Doch wat een passie moet er niet gebrand hebben in den schilder die deze vaal bleeke Christussen heeft geschapen, met verdorde handen en voeten en koortsoogen, die in zulke onstuimige opoffering ten hemel zijn gericht dat de oogkassen als kuilen worden, waar enkel nog het wit der oogballen zichtbaar bleef.
In zijne Piëta's, in zijne Weenende vrouwen zijn de oogen steeds star verdraaid naar den hemel zooals die der ridders bij de begrafenis van Graaf Orgaz in Toledo. Er zit eene geëxaspereerde kracht in die bleeke gelaten die als verblind en waanzinnig ten hemel kijken. Al de spelers van het lijdensdrama hebben dezelfde beenderige hoofden, ontmergde handen en uitgelengde vormen.
| |
| |
In den geschilderden Kruisweg is niet meer die dorheid van steen die het Christuslijf en -gelaat in den geteekenden Kruisweg kenmerkte. Maar in den goudgloed waarin hij telkens verschijnt in den nacht, - den tijd waar de moorden gebeuren - steken de beenderen door het vel, en zijn de oogen verdiept in hunne kassen. Wij kunnen dien oogslag langs binnen volgen naar het eindeloos zich gevend hart. Ik ken een Christus van hem die is als een rauw stuk vleesch, waar de mond huilt bij de afschuwelijke dood aan het kruis. De magere bloedende gekruisigde God hangt aan zijn ontvleeschde doornagelde handen en is gebogen en verwrongen aan zijn knokige knieën. Zoo gaan de meest gepuurde mystieke bestanddeelen van opoffering, geluk om lijden, hartverschroeiende liefde, gepaard met de meest grofzinnelijke voorstellingen van lijden, ellende, bloed, de meest schrikwekkende verbeeldingen van gekneusde ledematen en verwrongen gestalten. 't Is bijna of de schilder zelf met de ruwheid en de gevoelloosheid van een beulenziel aan 't werk zou zijn getogen en, als het ware vervuld van een somberen drang naar marteling, met bloedende handen de ledematen doorboort en de beenderen telt.

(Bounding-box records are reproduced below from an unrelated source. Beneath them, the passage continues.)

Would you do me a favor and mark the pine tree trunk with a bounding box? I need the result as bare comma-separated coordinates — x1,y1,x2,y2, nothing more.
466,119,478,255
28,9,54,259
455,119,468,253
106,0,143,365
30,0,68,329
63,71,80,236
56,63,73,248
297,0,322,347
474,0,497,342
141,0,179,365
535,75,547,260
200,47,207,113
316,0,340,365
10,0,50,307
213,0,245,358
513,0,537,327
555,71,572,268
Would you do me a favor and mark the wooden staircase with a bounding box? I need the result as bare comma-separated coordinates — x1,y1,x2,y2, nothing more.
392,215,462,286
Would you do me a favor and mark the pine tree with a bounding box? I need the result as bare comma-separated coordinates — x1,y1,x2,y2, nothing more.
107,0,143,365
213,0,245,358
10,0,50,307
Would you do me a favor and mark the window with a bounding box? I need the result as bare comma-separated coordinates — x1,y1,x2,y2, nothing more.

Maar juist die mysterieuse samenzang, die symfonie van de grofste materie met de hoogste bezieling maakt de grootheid uit van zijn werk. In de menschelijkheid van zijn Christussen is het goddelijke aanwezig en wij voelen het beter en dieper dan bij de aureolen der voor de Kerk werkende fabrikanten.

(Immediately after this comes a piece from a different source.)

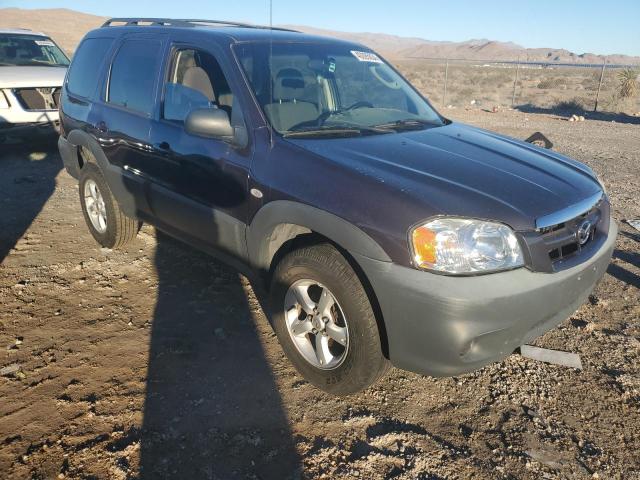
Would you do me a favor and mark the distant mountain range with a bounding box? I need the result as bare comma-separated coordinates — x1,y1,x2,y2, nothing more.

De Christus is telkens het sombere licht in de duisternissen, de fosforesceerende klaarte die uit zich zelve straalt, want men weet niet van waar het licht zou kunnen komen.
Die staties zijn geschilderd van uit een staat van hallucinatie. De kunstenaar had het inwendig gezicht van de marteling en dat schrikbeeld vervolgt hij als in een nachtmerrie met die eenige bewuste bekommernis om de uitdrukking zoo intens mogelijk te maken. Wie van uit zóó een inwendige gesteltenis schildert, heeft het recht de lichamen te vervormen en uit te lengen, de vingers te doen stuiptrekken in de ijselijkste krampen, de hoofden te verdiepen, de oogen te doen wegdraaien, want hij is bezocht door een droom en hij kan den vorm van zijn droombeeld niet in de werkelijkheid vinden.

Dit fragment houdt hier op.